Sometimes, that’s all it takes. One day at a time.

Frankie at the Vuelta

I’m used to suffering, but one day at the Vuelta, I was ready to tap out. I was done. I had already been dropped by the group and on the final climb I was by myself trying to make it to the finish. I was barely pedaling on the 15km climb, my legs had nothing left and I was looking to climb off. I knew we were close to Barcelona so I was thinking about how it would be easy to get a flight out. My director at the time, Johnny Weltz, was in the team car following me and when I told him my plans he told me no problem just get to the finish and we would see about flights. Not exactly the news I wanted but it convinced me to continue to make it to the finish.
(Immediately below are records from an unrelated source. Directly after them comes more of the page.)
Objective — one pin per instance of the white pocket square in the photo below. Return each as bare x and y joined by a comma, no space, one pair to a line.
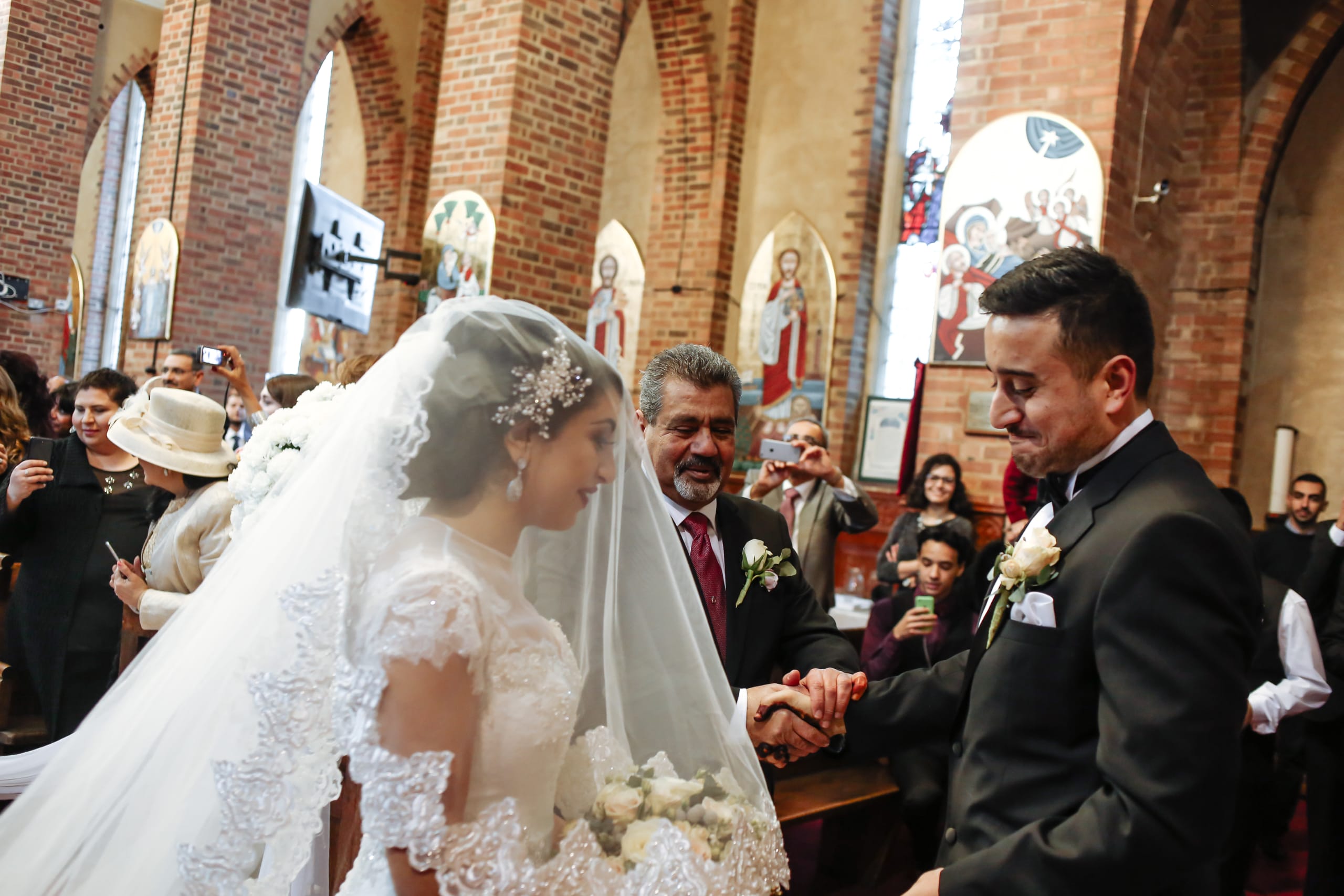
1035,609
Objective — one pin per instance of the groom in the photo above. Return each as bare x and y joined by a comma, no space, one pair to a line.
1093,727
689,412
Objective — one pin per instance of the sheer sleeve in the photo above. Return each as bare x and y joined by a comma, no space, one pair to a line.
425,653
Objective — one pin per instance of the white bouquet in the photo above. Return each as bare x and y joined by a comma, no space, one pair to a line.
275,448
632,806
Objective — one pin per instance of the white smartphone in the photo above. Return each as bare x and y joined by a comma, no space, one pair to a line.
777,450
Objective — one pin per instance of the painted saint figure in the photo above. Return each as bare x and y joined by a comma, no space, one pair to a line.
606,318
784,325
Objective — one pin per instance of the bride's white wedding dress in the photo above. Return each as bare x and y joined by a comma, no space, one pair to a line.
209,766
449,594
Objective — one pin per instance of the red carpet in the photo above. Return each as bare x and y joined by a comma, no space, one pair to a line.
1284,879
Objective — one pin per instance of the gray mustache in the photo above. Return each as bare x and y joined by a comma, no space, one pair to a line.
711,464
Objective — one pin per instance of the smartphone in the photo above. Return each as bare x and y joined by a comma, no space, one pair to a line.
39,449
777,450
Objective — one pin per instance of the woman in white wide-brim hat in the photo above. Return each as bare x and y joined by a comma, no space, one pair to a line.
176,437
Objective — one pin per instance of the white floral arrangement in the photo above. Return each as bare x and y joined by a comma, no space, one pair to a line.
632,808
275,448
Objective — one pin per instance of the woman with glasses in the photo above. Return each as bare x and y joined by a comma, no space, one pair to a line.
937,498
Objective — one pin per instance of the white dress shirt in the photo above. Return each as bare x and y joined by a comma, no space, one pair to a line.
711,512
1304,686
1047,512
740,715
846,492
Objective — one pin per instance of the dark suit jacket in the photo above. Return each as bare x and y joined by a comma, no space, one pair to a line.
1100,757
820,520
785,628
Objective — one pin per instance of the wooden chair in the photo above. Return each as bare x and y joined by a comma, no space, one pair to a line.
859,806
22,726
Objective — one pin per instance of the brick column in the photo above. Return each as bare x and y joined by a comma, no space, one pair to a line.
697,183
523,107
46,76
217,160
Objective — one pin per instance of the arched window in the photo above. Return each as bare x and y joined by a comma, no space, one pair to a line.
910,265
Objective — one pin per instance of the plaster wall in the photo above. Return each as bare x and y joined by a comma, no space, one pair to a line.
632,143
1295,371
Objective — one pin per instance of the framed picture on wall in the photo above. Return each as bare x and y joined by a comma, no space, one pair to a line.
978,414
886,422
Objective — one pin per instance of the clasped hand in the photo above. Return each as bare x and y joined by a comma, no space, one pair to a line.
823,696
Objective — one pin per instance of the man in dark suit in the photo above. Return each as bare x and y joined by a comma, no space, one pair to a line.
817,501
689,409
1093,727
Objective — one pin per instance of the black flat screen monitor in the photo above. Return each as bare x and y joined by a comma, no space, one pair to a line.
324,284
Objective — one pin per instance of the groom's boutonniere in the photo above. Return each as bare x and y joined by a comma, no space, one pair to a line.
1030,562
760,565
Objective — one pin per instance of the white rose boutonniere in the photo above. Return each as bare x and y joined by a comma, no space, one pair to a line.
760,565
1028,563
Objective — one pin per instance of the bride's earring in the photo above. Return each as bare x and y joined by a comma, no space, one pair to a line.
515,487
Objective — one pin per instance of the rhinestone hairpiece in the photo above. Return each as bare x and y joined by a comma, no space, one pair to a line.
537,393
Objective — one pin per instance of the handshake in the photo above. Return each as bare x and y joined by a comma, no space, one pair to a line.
799,718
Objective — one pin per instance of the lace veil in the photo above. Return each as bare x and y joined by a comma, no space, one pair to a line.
219,745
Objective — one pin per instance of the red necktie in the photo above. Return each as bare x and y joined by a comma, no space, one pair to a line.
790,508
710,575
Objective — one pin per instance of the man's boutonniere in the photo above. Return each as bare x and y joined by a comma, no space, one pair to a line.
1030,562
759,563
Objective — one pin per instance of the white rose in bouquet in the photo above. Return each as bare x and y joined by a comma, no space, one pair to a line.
636,839
620,804
667,794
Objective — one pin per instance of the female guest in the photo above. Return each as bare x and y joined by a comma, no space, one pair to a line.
937,498
284,392
176,437
14,425
58,519
34,395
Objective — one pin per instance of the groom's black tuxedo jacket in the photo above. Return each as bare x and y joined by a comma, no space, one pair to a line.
1100,757
786,626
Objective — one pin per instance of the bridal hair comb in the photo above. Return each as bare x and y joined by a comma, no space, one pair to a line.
537,393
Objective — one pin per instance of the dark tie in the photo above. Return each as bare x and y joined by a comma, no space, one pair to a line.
790,510
710,575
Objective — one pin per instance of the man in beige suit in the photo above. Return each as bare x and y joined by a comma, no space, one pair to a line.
817,501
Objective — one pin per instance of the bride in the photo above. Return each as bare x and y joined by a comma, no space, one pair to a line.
469,586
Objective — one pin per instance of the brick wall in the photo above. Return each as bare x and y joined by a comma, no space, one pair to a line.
46,70
217,162
523,107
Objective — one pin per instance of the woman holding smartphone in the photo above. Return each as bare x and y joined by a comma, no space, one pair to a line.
59,515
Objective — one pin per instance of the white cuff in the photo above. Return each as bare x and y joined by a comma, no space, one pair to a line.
738,724
1264,719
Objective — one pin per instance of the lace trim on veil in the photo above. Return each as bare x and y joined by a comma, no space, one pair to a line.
272,800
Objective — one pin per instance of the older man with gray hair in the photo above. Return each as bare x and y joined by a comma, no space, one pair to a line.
817,501
689,412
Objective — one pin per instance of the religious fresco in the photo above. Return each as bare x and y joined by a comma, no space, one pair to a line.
1022,187
613,319
459,249
154,281
784,333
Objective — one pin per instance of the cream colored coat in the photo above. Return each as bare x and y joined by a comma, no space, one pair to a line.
182,549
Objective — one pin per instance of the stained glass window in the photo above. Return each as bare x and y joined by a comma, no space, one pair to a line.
911,267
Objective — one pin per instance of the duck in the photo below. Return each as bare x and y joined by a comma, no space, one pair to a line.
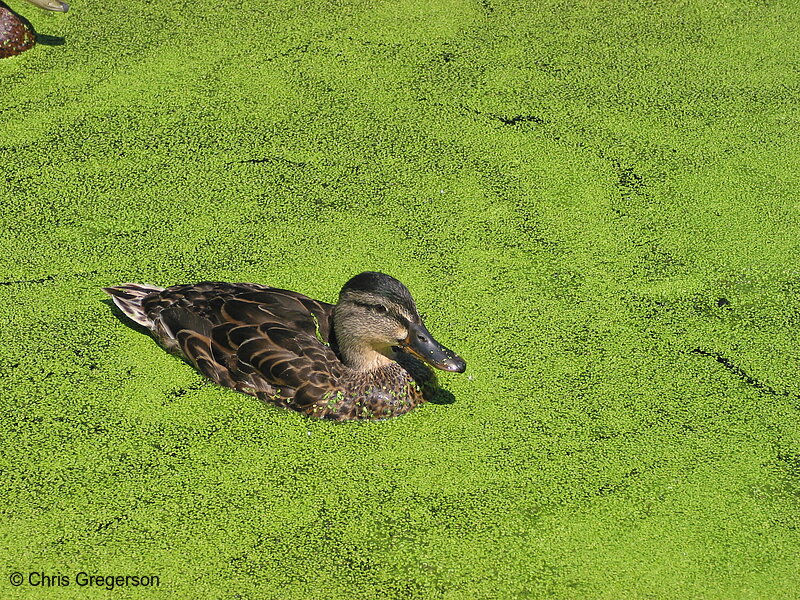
16,33
368,357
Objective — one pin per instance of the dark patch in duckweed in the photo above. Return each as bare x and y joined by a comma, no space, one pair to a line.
742,374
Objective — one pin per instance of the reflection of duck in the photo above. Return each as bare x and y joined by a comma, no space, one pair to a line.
359,359
16,34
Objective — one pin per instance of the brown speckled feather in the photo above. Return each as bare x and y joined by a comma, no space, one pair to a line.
274,344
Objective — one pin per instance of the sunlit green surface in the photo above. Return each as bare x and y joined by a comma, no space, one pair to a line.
596,204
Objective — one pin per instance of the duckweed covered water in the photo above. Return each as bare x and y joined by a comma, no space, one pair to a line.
594,203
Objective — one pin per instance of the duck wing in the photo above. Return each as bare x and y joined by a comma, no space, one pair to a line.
264,341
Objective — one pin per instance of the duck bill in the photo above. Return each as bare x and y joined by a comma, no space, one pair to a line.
420,343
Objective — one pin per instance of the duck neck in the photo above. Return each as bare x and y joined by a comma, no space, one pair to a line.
364,357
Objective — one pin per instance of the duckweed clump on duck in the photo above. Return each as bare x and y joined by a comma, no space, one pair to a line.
568,191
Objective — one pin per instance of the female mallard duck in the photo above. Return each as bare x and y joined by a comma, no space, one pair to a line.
16,34
357,359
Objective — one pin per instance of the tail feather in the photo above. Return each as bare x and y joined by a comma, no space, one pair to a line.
128,298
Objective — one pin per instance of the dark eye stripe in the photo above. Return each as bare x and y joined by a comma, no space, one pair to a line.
383,310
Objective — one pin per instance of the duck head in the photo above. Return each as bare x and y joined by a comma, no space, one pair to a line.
376,316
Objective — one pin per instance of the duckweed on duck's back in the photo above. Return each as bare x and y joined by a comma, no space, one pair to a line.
362,358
The next day was a stage around the Montjuïc circuit in Barcelona. Johnny told me to just take the start and if I didn’t feel good I could stop. Well, I was even more tired than the day before, but as the rain fell, the riders held a protest about the dangerous conditions (which they were). We only rode two laps and stopped the race. This so-called "unexpected rest day" made the difference for me. The next day I started to recover better, and feel better, and a day later made the break and almost won the stage, finishing 2nd in a close sprint.

The Vuelta will be day-to-day for many of the riders. It’s about limiting the bad days and taking advantage when you have a good day. It doesn’t matter that the Vuelta is missing some of the spectacle that surrounds the Giro or TDF. A stage win at the Vuelta will elevate a rider to join an elite family that only Grand Tour winners are a part of.